Ashes also symbolize the call for repentance and the need to reunite oneself with the Lord.

The priest or a lay minister will impose ashes in the form of the cross on the forehead of each churchgoer, saying, “Repent and believe in the Gospel,” or, “Remember, man, that you are dust and unto dust you shall return.”

The ashes used today are the ashes of burnt palms blessed during last year’s Palm Sunday.

The ashes are sprinkled with holy water or oil and smoked with incense.

Archbishop Palma will preside over a private Mass at the chapel inside his residence today.

Whether or not one has ashes on his or her forehead, Guanzon said all Catholics are required to fast and abstain.

“It does not mean that when you have no ashes on your forehead that you can eat meat or avoid fasting,” he clarified.

Catholics aged 18 to 60 are obliged to fast or to eat less on Ash Wednesday and Good Friday which is April 14 this year.

Fasting, however, has been relaxed for ailing people, Guanzon said.

Fasting refers to eating only one complete meal and two smaller ones.

“Except for the one complete meal, the two others should be cute meals.

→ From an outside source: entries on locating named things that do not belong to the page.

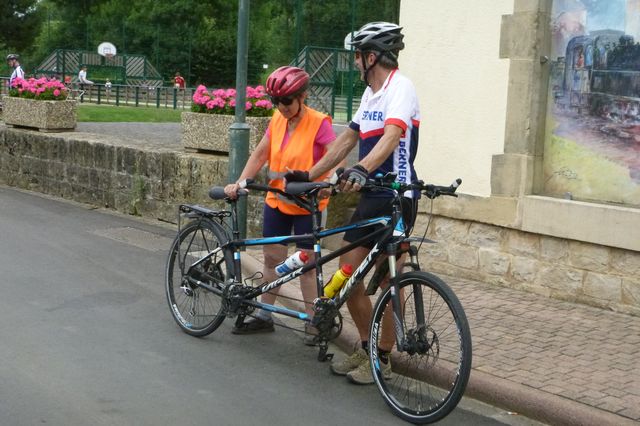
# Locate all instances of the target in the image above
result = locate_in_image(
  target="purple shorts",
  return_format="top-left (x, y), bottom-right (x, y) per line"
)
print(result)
top-left (262, 203), bottom-right (313, 250)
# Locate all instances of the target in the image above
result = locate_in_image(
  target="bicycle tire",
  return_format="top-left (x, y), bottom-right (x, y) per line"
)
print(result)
top-left (165, 219), bottom-right (233, 337)
top-left (369, 272), bottom-right (472, 424)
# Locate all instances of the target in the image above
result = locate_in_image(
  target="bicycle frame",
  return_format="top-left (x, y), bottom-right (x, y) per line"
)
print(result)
top-left (180, 186), bottom-right (405, 347)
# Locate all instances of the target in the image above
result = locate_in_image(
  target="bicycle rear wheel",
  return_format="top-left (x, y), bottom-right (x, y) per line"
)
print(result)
top-left (165, 219), bottom-right (233, 337)
top-left (369, 272), bottom-right (471, 424)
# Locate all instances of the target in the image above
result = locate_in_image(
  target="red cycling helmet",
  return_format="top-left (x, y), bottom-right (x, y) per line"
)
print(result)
top-left (266, 66), bottom-right (309, 97)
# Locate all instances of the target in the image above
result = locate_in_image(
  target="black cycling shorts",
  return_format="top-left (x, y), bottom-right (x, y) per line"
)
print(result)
top-left (343, 197), bottom-right (418, 248)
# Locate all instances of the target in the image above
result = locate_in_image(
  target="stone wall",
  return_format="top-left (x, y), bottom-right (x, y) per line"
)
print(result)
top-left (414, 216), bottom-right (640, 315)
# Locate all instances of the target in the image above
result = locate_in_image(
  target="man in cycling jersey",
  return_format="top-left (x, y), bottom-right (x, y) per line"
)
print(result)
top-left (7, 53), bottom-right (24, 87)
top-left (285, 22), bottom-right (420, 384)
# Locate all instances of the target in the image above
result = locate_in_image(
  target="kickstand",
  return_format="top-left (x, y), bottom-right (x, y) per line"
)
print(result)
top-left (318, 340), bottom-right (333, 362)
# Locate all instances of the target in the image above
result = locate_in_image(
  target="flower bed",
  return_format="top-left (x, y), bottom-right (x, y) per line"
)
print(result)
top-left (182, 85), bottom-right (273, 153)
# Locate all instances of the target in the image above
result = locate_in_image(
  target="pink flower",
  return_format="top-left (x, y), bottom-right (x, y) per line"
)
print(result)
top-left (212, 96), bottom-right (225, 108)
top-left (256, 99), bottom-right (273, 109)
top-left (211, 89), bottom-right (227, 98)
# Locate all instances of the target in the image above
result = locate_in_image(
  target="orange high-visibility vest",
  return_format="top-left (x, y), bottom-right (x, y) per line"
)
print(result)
top-left (265, 106), bottom-right (331, 215)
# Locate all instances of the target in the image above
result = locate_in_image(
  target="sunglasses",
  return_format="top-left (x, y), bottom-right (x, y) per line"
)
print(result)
top-left (271, 96), bottom-right (295, 106)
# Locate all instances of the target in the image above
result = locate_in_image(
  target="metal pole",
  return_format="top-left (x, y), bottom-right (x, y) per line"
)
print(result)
top-left (293, 0), bottom-right (302, 58)
top-left (228, 0), bottom-right (250, 238)
top-left (347, 0), bottom-right (356, 123)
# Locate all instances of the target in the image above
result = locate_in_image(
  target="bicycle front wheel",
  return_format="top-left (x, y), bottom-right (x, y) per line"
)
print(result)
top-left (165, 219), bottom-right (233, 337)
top-left (369, 272), bottom-right (471, 424)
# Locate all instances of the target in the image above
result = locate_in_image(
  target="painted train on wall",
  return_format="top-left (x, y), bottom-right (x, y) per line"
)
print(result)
top-left (552, 30), bottom-right (640, 122)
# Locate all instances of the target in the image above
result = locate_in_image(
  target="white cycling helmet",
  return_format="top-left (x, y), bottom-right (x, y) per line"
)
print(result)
top-left (348, 22), bottom-right (404, 52)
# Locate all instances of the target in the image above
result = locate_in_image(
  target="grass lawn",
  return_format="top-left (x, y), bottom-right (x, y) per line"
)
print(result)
top-left (78, 103), bottom-right (182, 123)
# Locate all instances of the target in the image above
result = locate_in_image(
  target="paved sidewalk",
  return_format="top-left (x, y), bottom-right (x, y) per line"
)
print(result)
top-left (243, 250), bottom-right (640, 425)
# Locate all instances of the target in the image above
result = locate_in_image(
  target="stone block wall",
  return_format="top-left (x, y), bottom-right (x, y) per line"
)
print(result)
top-left (414, 216), bottom-right (640, 315)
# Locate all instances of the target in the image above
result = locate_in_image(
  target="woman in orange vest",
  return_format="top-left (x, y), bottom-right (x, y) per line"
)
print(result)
top-left (224, 66), bottom-right (336, 344)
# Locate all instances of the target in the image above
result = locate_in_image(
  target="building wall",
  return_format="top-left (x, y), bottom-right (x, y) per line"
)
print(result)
top-left (400, 0), bottom-right (513, 196)
top-left (400, 0), bottom-right (640, 314)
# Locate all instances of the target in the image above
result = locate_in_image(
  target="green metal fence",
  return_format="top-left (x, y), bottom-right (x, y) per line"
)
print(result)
top-left (0, 46), bottom-right (366, 122)
top-left (291, 46), bottom-right (366, 122)
top-left (35, 49), bottom-right (163, 87)
top-left (0, 77), bottom-right (195, 109)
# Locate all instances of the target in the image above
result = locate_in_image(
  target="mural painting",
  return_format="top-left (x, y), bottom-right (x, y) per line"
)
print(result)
top-left (543, 0), bottom-right (640, 207)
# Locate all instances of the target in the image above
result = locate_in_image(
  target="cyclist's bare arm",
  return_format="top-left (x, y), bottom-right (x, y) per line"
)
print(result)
top-left (309, 128), bottom-right (358, 180)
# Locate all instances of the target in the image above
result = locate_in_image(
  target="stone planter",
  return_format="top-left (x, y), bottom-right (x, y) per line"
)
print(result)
top-left (2, 96), bottom-right (76, 132)
top-left (182, 112), bottom-right (271, 153)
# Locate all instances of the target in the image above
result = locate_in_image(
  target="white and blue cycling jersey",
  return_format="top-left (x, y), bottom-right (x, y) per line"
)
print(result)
top-left (349, 69), bottom-right (420, 197)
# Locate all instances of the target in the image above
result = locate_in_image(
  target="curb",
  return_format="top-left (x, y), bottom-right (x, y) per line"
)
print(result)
top-left (242, 253), bottom-right (637, 426)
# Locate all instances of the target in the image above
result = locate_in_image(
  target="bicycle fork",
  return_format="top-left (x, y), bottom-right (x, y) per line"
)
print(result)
top-left (387, 250), bottom-right (405, 349)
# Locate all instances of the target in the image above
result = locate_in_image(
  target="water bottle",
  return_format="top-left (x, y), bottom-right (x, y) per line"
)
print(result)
top-left (276, 251), bottom-right (309, 277)
top-left (324, 263), bottom-right (353, 297)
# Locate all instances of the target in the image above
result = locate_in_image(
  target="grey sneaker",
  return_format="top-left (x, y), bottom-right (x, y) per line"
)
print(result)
top-left (347, 357), bottom-right (391, 385)
top-left (302, 323), bottom-right (318, 346)
top-left (331, 348), bottom-right (369, 376)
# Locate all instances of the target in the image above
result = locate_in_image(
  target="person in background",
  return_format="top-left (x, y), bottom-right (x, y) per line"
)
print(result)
top-left (173, 72), bottom-right (186, 90)
top-left (224, 66), bottom-right (336, 345)
top-left (7, 53), bottom-right (24, 87)
top-left (78, 65), bottom-right (93, 85)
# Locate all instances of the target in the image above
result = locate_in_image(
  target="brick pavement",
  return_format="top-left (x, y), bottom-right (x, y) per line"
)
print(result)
top-left (248, 249), bottom-right (640, 424)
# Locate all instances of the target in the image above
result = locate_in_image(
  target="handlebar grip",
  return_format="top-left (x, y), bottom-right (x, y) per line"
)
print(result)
top-left (209, 186), bottom-right (249, 200)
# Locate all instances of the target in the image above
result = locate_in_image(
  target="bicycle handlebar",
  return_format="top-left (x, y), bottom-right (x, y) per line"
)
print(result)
top-left (209, 174), bottom-right (462, 208)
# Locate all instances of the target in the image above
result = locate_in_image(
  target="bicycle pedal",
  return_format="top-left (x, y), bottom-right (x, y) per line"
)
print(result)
top-left (180, 285), bottom-right (193, 297)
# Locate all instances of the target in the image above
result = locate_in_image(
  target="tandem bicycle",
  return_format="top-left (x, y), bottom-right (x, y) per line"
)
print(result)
top-left (165, 174), bottom-right (472, 424)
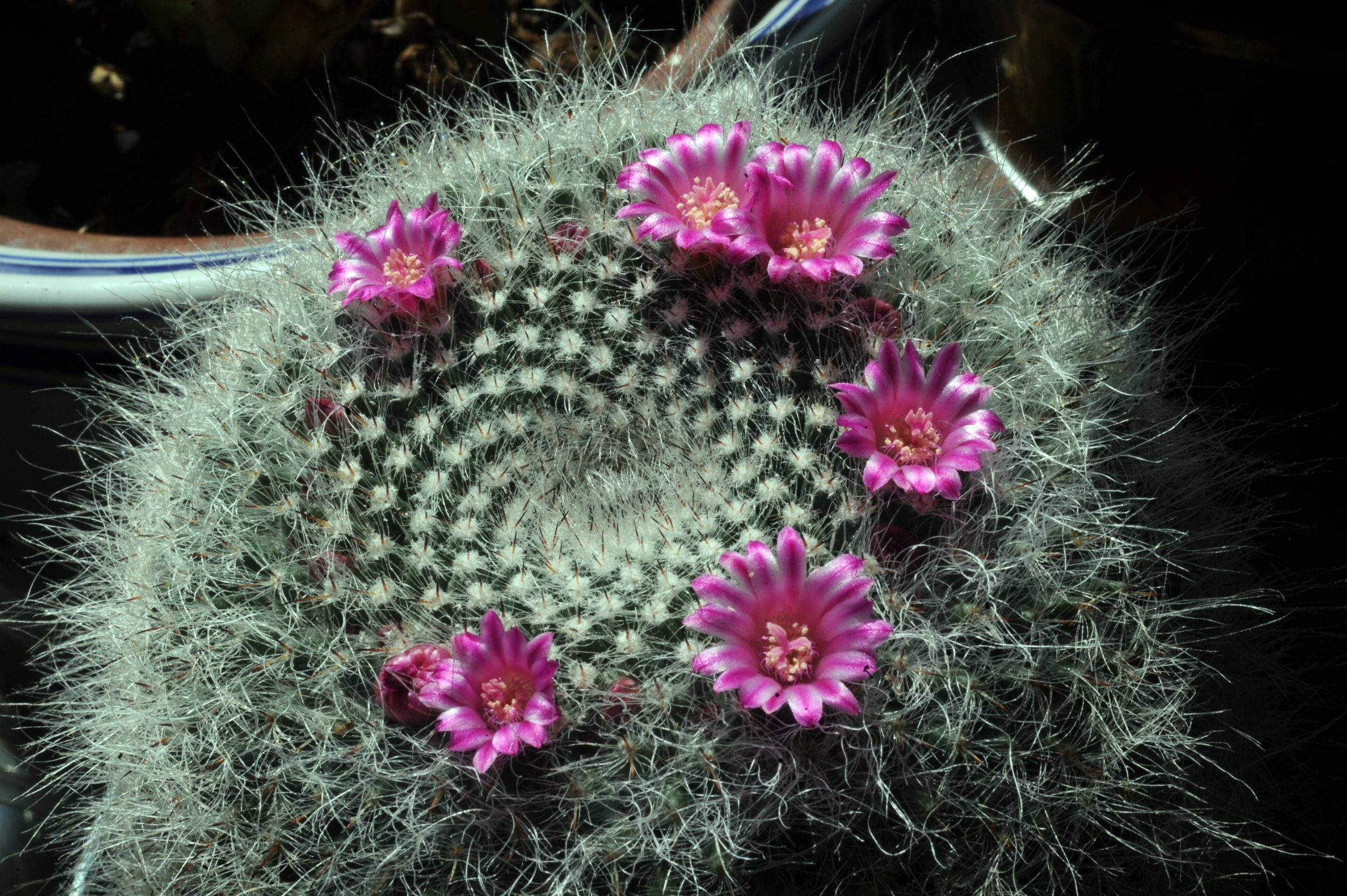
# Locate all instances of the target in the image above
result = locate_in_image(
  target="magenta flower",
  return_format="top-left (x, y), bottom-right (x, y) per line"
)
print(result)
top-left (617, 121), bottom-right (751, 249)
top-left (683, 527), bottom-right (893, 728)
top-left (327, 193), bottom-right (464, 318)
top-left (714, 140), bottom-right (908, 283)
top-left (377, 644), bottom-right (448, 728)
top-left (832, 339), bottom-right (1005, 501)
top-left (421, 610), bottom-right (558, 773)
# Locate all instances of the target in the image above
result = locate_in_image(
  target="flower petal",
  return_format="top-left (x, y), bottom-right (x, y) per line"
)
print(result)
top-left (524, 691), bottom-right (560, 725)
top-left (473, 744), bottom-right (500, 775)
top-left (739, 673), bottom-right (781, 709)
top-left (861, 451), bottom-right (899, 492)
top-left (785, 682), bottom-right (823, 728)
top-left (448, 728), bottom-right (491, 752)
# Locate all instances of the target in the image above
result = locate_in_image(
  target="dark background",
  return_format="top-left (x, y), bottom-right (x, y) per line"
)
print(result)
top-left (0, 0), bottom-right (1347, 893)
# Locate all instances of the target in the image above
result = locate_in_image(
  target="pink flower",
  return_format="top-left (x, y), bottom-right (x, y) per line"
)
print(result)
top-left (421, 610), bottom-right (558, 773)
top-left (832, 339), bottom-right (1005, 501)
top-left (617, 121), bottom-right (751, 249)
top-left (683, 527), bottom-right (893, 728)
top-left (714, 140), bottom-right (908, 283)
top-left (375, 644), bottom-right (448, 728)
top-left (327, 193), bottom-right (464, 318)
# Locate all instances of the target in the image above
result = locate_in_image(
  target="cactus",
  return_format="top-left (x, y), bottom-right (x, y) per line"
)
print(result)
top-left (32, 35), bottom-right (1271, 896)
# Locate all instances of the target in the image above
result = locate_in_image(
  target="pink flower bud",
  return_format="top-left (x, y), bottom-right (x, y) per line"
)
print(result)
top-left (375, 644), bottom-right (450, 728)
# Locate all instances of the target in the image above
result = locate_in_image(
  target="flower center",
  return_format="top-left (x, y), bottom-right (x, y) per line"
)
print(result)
top-left (482, 675), bottom-right (534, 725)
top-left (678, 178), bottom-right (739, 230)
top-left (777, 218), bottom-right (832, 261)
top-left (762, 622), bottom-right (819, 684)
top-left (384, 249), bottom-right (426, 290)
top-left (880, 408), bottom-right (940, 464)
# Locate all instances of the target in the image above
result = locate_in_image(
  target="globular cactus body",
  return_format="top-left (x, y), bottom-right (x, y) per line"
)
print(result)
top-left (37, 38), bottom-right (1266, 896)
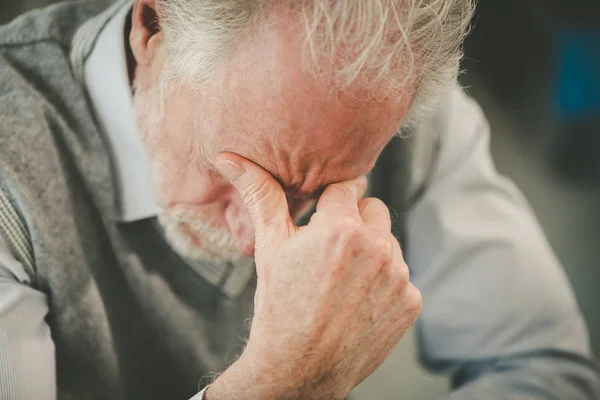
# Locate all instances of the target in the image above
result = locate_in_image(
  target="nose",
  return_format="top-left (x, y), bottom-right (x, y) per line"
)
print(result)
top-left (225, 201), bottom-right (254, 257)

Also, one must forego in-between meals or snacks,” he said.

Also on Ash Wednesday and all Fridays of Lent, Catholics at least 14 years old are obliged to abstain from eating meat.

“Fasting and abstinence are about saying no to food. They exercise our will power to say no especially to sin. More than the stomach, these two practices train our intellect and will so that we may be able to control them,” Guanzon explained.

And the best way to commemorate the Lenten season, he said, is to “eat less, pray more, and love without limits.”

During the 40-day period of Lent, Catholics commemorate the central mystery of our faith: the passion, death, and resurrection of Jesus Christ. It culminates on Holy Week, which starts this year on April 9 (Palm Sunday).

Of the 46 days until Easter, six are Sundays.